Opening a restaurant is never easy, but it’s even more daunting when you’re tasked with reopening a space in Steve Wynn’s eponymous Vegas casino. In mid-2012, the venue formerly known as Okada reopened as Mizumi under new executive chef Devin Hashimoto. He revamped the menu to complement the interior’s remodel, resulting in an elegant dining destination serving Japanese favorites and Pan-Asian dishes.

Ingredient he’s currently obsessed with: soy salt “When I first got to Mizumi I had actually never seen it before. It’s very flaky, and ever since I tried it, I’ve been using it throughout the menu. It has a nice, really dark black color and is very crunchy. It just adds a clean soy flavor without the saltiness, which is very strange, considering it’s called salt.”
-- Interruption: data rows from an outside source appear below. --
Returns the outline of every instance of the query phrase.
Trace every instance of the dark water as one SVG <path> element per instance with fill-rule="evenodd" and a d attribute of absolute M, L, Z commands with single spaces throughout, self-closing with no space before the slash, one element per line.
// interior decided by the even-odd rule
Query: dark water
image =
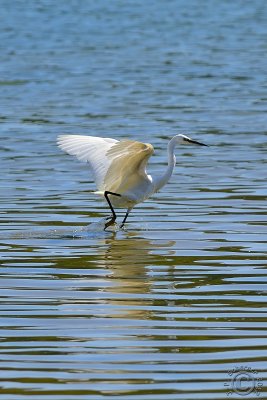
<path fill-rule="evenodd" d="M 266 2 L 5 0 L 0 19 L 0 399 L 266 398 Z M 60 133 L 151 142 L 152 173 L 174 134 L 210 147 L 177 149 L 103 232 Z"/>

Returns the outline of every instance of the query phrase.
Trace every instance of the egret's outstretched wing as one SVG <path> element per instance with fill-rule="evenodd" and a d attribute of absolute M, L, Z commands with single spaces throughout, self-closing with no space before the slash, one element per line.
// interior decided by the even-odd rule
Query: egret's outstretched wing
<path fill-rule="evenodd" d="M 154 152 L 151 144 L 81 135 L 61 135 L 57 143 L 68 154 L 89 163 L 99 191 L 123 193 L 148 180 L 146 164 Z"/>
<path fill-rule="evenodd" d="M 62 150 L 89 163 L 98 190 L 104 190 L 104 178 L 112 162 L 106 154 L 116 143 L 119 142 L 115 139 L 82 135 L 61 135 L 57 139 Z"/>
<path fill-rule="evenodd" d="M 106 190 L 123 193 L 135 185 L 149 180 L 146 165 L 154 148 L 149 143 L 132 140 L 117 142 L 107 151 L 111 160 L 104 179 Z"/>

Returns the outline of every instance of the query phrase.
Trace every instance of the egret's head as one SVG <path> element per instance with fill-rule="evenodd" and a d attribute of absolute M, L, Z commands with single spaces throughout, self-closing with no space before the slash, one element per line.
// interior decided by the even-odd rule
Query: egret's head
<path fill-rule="evenodd" d="M 177 144 L 198 144 L 199 146 L 208 146 L 207 144 L 197 142 L 185 135 L 176 135 L 174 136 Z"/>

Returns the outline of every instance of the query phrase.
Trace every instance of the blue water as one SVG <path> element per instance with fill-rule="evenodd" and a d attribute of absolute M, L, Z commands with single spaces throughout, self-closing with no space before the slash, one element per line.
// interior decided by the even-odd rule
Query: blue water
<path fill-rule="evenodd" d="M 3 0 L 0 20 L 0 399 L 265 398 L 265 1 Z M 177 133 L 210 147 L 103 232 L 62 133 L 151 142 L 152 174 Z"/>

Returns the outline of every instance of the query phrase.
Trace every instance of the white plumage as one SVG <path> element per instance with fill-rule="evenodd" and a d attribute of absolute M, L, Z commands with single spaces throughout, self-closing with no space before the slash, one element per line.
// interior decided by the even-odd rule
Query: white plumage
<path fill-rule="evenodd" d="M 116 220 L 113 206 L 127 208 L 123 226 L 137 203 L 165 185 L 175 166 L 174 148 L 177 144 L 206 146 L 185 135 L 174 136 L 168 144 L 168 168 L 165 174 L 152 179 L 146 172 L 147 161 L 154 153 L 149 143 L 81 135 L 61 135 L 57 143 L 66 153 L 89 164 L 98 189 L 96 193 L 105 196 L 112 211 L 112 218 L 106 223 L 105 229 Z"/>
<path fill-rule="evenodd" d="M 118 140 L 94 136 L 61 135 L 57 143 L 66 153 L 87 162 L 93 171 L 97 189 L 105 190 L 104 178 L 112 161 L 106 154 L 114 144 L 119 143 Z"/>

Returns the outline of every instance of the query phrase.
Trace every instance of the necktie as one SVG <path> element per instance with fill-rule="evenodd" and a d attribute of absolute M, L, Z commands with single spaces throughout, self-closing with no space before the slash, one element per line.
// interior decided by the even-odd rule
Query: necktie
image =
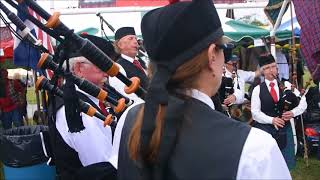
<path fill-rule="evenodd" d="M 105 115 L 105 116 L 109 115 L 109 113 L 106 110 L 106 106 L 103 104 L 102 101 L 99 101 L 99 107 L 100 107 L 101 112 L 102 112 L 103 115 Z"/>
<path fill-rule="evenodd" d="M 270 95 L 273 99 L 273 102 L 277 103 L 278 102 L 278 95 L 277 95 L 276 90 L 274 89 L 274 83 L 270 82 L 269 86 L 270 86 Z"/>
<path fill-rule="evenodd" d="M 136 66 L 138 69 L 140 69 L 142 72 L 144 72 L 144 69 L 138 60 L 136 60 L 136 59 L 133 60 L 133 65 Z"/>

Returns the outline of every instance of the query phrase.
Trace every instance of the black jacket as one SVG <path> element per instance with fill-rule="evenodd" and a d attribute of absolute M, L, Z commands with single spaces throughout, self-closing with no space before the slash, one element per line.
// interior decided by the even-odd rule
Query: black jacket
<path fill-rule="evenodd" d="M 171 96 L 159 153 L 159 160 L 165 159 L 165 168 L 159 170 L 158 165 L 146 166 L 128 155 L 128 138 L 139 108 L 129 111 L 122 130 L 118 179 L 148 179 L 147 174 L 152 174 L 152 179 L 236 179 L 249 126 L 197 99 Z M 168 145 L 170 138 L 174 143 Z"/>

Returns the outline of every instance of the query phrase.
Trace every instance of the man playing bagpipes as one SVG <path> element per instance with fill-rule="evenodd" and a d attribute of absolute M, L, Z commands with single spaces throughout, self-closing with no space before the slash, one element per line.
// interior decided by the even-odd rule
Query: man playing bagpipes
<path fill-rule="evenodd" d="M 292 88 L 291 83 L 285 86 L 277 80 L 277 64 L 272 55 L 261 55 L 259 65 L 264 82 L 257 85 L 251 97 L 253 126 L 270 133 L 286 160 L 289 169 L 295 165 L 294 141 L 290 119 L 302 114 L 307 103 L 305 96 L 299 98 L 300 92 Z M 300 101 L 299 101 L 300 100 Z"/>
<path fill-rule="evenodd" d="M 139 43 L 133 27 L 121 27 L 115 32 L 115 50 L 121 54 L 117 59 L 127 77 L 139 77 L 141 86 L 145 89 L 148 87 L 148 77 L 146 70 L 142 67 L 137 59 Z"/>
<path fill-rule="evenodd" d="M 112 57 L 114 53 L 113 46 L 105 39 L 82 35 L 100 48 L 104 53 Z M 111 47 L 111 49 L 110 49 Z M 104 82 L 108 80 L 105 72 L 92 64 L 88 59 L 83 57 L 80 53 L 75 52 L 70 54 L 69 70 L 73 75 L 88 80 L 94 85 L 102 88 Z M 63 90 L 66 94 L 67 82 Z M 108 115 L 105 102 L 99 101 L 96 97 L 89 95 L 87 92 L 76 88 L 76 94 L 72 94 L 77 98 L 89 103 L 95 107 L 104 116 Z M 92 168 L 84 168 L 94 164 L 94 172 L 97 168 L 103 167 L 105 174 L 110 173 L 110 177 L 116 175 L 116 170 L 108 165 L 107 161 L 112 149 L 112 128 L 104 126 L 104 122 L 96 117 L 90 117 L 85 113 L 81 113 L 80 121 L 83 123 L 83 129 L 72 132 L 70 129 L 70 121 L 68 119 L 67 101 L 63 99 L 63 104 L 56 100 L 56 122 L 54 152 L 55 163 L 59 179 L 81 179 L 80 175 L 88 175 Z M 70 117 L 70 116 L 69 116 Z M 75 121 L 74 119 L 72 121 Z M 51 136 L 54 134 L 50 134 Z M 106 168 L 109 167 L 109 168 Z M 83 171 L 83 172 L 81 172 Z M 80 175 L 76 175 L 79 173 Z M 100 176 L 103 174 L 99 174 Z"/>
<path fill-rule="evenodd" d="M 230 115 L 240 119 L 241 104 L 245 102 L 245 83 L 252 83 L 260 75 L 260 71 L 239 70 L 239 57 L 232 53 L 233 47 L 228 44 L 228 48 L 224 50 L 225 71 L 219 93 L 223 105 L 229 107 Z"/>
<path fill-rule="evenodd" d="M 120 56 L 115 60 L 119 66 L 119 71 L 128 78 L 138 77 L 143 88 L 148 87 L 148 77 L 146 70 L 137 60 L 139 44 L 133 27 L 121 27 L 115 32 L 115 41 L 113 42 L 115 51 Z M 131 100 L 141 101 L 142 99 L 135 94 L 124 92 L 125 84 L 116 77 L 110 77 L 109 84 L 122 95 Z"/>

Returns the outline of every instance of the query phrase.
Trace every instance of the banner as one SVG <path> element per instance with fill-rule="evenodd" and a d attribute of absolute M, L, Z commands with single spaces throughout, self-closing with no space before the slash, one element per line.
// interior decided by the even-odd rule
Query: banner
<path fill-rule="evenodd" d="M 302 56 L 313 78 L 320 80 L 320 1 L 293 0 L 296 16 L 301 26 L 300 44 Z M 315 70 L 317 71 L 315 72 Z"/>
<path fill-rule="evenodd" d="M 19 7 L 21 9 L 25 9 L 26 11 L 29 11 L 25 2 L 19 3 Z M 17 15 L 31 30 L 31 33 L 35 37 L 37 37 L 36 31 L 34 29 L 35 25 L 27 19 L 26 15 L 19 10 Z M 20 33 L 21 31 L 18 30 L 18 34 Z M 15 38 L 13 53 L 13 62 L 16 66 L 35 68 L 37 66 L 38 60 L 40 59 L 40 52 L 38 49 L 33 47 L 29 42 L 21 41 L 18 38 Z"/>
<path fill-rule="evenodd" d="M 284 0 L 269 0 L 269 3 L 264 8 L 264 13 L 268 17 L 269 21 L 272 23 L 272 25 L 275 25 L 277 18 L 279 16 L 282 4 Z M 287 11 L 289 4 L 287 4 L 286 9 L 284 12 Z M 281 23 L 280 23 L 281 24 Z"/>

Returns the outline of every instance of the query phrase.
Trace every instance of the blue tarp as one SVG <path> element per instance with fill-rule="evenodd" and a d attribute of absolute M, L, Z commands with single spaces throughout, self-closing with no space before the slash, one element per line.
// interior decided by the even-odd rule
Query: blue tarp
<path fill-rule="evenodd" d="M 294 17 L 293 19 L 293 30 L 294 30 L 294 34 L 296 36 L 300 36 L 300 25 L 298 23 L 297 17 Z M 288 21 L 282 23 L 277 31 L 284 31 L 284 30 L 291 30 L 291 19 L 289 19 Z"/>

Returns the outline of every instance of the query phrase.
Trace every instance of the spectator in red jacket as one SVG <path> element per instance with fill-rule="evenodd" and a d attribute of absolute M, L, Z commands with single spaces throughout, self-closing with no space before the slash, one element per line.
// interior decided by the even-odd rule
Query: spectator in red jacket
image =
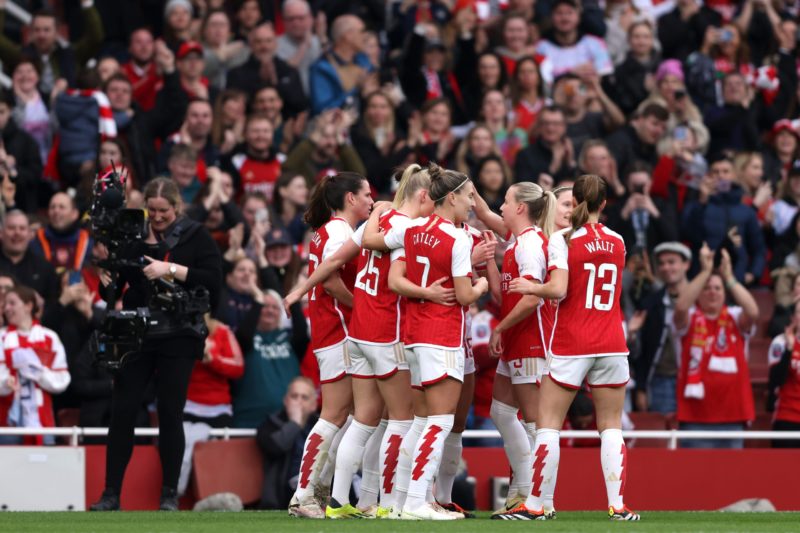
<path fill-rule="evenodd" d="M 178 494 L 183 494 L 192 473 L 194 445 L 209 438 L 211 428 L 233 425 L 233 405 L 229 380 L 244 373 L 244 358 L 236 337 L 228 326 L 206 316 L 208 337 L 202 361 L 194 364 L 186 406 L 183 408 L 183 431 L 186 448 L 183 452 Z"/>

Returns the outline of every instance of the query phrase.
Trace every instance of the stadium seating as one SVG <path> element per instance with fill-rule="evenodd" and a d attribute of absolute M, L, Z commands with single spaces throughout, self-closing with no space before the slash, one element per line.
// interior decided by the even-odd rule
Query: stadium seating
<path fill-rule="evenodd" d="M 261 499 L 264 473 L 255 439 L 199 442 L 194 447 L 193 467 L 198 500 L 219 492 L 233 492 L 245 505 Z"/>

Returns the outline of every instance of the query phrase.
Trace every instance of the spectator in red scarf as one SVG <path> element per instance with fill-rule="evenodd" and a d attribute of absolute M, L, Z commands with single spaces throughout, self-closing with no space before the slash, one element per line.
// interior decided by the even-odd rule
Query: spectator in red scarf
<path fill-rule="evenodd" d="M 678 374 L 680 429 L 743 430 L 755 418 L 747 344 L 755 333 L 758 304 L 736 280 L 728 251 L 700 249 L 700 273 L 675 302 L 673 325 L 681 337 Z M 735 306 L 725 304 L 726 289 Z M 700 439 L 685 448 L 741 448 L 742 439 Z"/>
<path fill-rule="evenodd" d="M 161 72 L 155 62 L 155 40 L 147 28 L 131 33 L 128 44 L 130 61 L 122 65 L 122 72 L 133 86 L 133 100 L 142 111 L 150 111 L 156 105 L 156 94 L 161 88 Z"/>
<path fill-rule="evenodd" d="M 34 318 L 36 293 L 28 287 L 11 289 L 3 305 L 8 327 L 0 352 L 0 426 L 54 427 L 51 394 L 70 382 L 67 356 L 58 335 Z M 5 439 L 4 439 L 5 440 Z M 22 437 L 6 443 L 22 443 Z M 36 438 L 53 444 L 55 439 Z"/>

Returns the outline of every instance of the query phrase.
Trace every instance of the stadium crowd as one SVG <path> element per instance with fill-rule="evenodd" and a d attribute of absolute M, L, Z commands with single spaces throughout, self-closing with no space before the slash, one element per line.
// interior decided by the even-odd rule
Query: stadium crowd
<path fill-rule="evenodd" d="M 397 168 L 437 163 L 495 212 L 514 183 L 602 176 L 627 250 L 628 410 L 800 429 L 794 2 L 17 1 L 29 24 L 6 4 L 0 425 L 109 423 L 113 376 L 87 342 L 106 308 L 86 213 L 114 162 L 129 207 L 168 177 L 224 254 L 187 442 L 258 428 L 270 475 L 294 475 L 319 371 L 305 304 L 286 317 L 282 300 L 306 274 L 309 195 L 350 171 L 391 199 Z M 498 312 L 490 297 L 472 309 L 468 427 L 492 427 Z M 595 427 L 574 407 L 570 427 Z"/>

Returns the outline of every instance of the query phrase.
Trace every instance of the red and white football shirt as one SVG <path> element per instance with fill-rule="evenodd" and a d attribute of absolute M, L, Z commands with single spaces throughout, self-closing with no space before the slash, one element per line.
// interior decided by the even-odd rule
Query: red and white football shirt
<path fill-rule="evenodd" d="M 466 233 L 437 215 L 425 225 L 405 232 L 406 277 L 421 287 L 446 278 L 443 287 L 453 288 L 453 278 L 472 276 L 472 243 Z M 429 346 L 455 349 L 464 345 L 464 308 L 409 300 L 406 306 L 408 347 Z"/>
<path fill-rule="evenodd" d="M 544 283 L 547 277 L 547 238 L 539 228 L 530 227 L 503 255 L 501 291 L 503 302 L 500 315 L 505 318 L 522 299 L 521 294 L 509 292 L 511 280 L 522 277 Z M 526 357 L 545 357 L 545 343 L 539 319 L 539 309 L 503 332 L 503 361 Z"/>
<path fill-rule="evenodd" d="M 385 235 L 392 227 L 407 226 L 410 219 L 391 209 L 381 215 L 380 231 Z M 353 234 L 353 241 L 361 246 L 363 224 Z M 353 317 L 350 319 L 350 338 L 365 344 L 394 344 L 400 341 L 400 296 L 389 288 L 389 252 L 361 250 L 358 274 L 353 289 Z"/>
<path fill-rule="evenodd" d="M 353 228 L 343 218 L 332 218 L 319 228 L 311 239 L 308 253 L 308 275 L 317 266 L 335 254 L 353 235 Z M 340 272 L 345 286 L 352 290 L 356 278 L 357 263 L 346 263 Z M 311 347 L 314 351 L 331 348 L 347 338 L 347 324 L 351 309 L 329 295 L 321 285 L 308 292 L 308 311 L 311 320 Z"/>
<path fill-rule="evenodd" d="M 568 231 L 553 234 L 548 243 L 548 269 L 569 272 L 550 350 L 557 357 L 628 355 L 620 306 L 625 243 L 599 223 L 584 224 L 569 244 Z"/>
<path fill-rule="evenodd" d="M 275 182 L 281 175 L 281 159 L 270 157 L 256 159 L 246 153 L 236 154 L 231 158 L 234 168 L 239 172 L 239 191 L 242 194 L 260 192 L 271 202 L 275 191 Z"/>

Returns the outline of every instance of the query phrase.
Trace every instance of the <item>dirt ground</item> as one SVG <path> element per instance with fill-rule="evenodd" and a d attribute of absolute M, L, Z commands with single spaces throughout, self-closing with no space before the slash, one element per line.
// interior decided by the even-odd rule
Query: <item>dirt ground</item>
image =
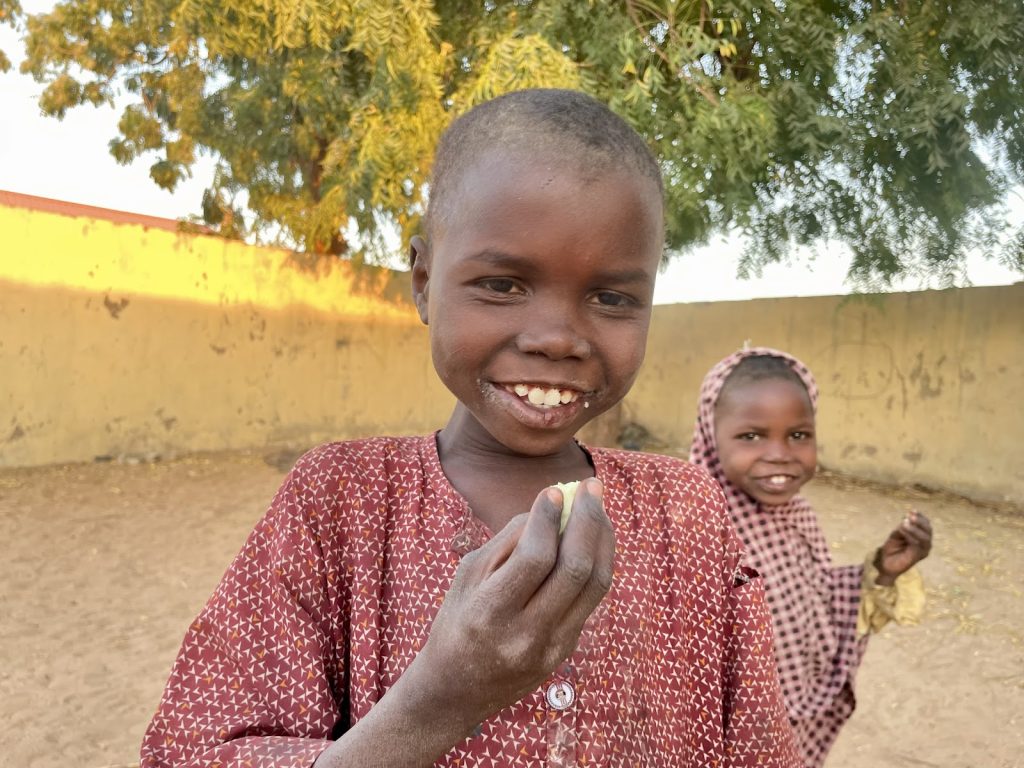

Favorite brewer: Hitachino Nest “I love the Sweet Stout, because I love the taste of espresso. I also really like the Red Rice Ale. We started carrying them when we reopened, which I was very happy about. It’s just a great brewery not a lot of people know about.”

Most memorable meal: Daniel in New York “We did the wine pairings, and they were amazing. Tableside service included a salt-cured John Dory, and it was very old-school. Execution-wise—particularly knowing how busy the restaurant was—everything was spot-on. I was blown away.”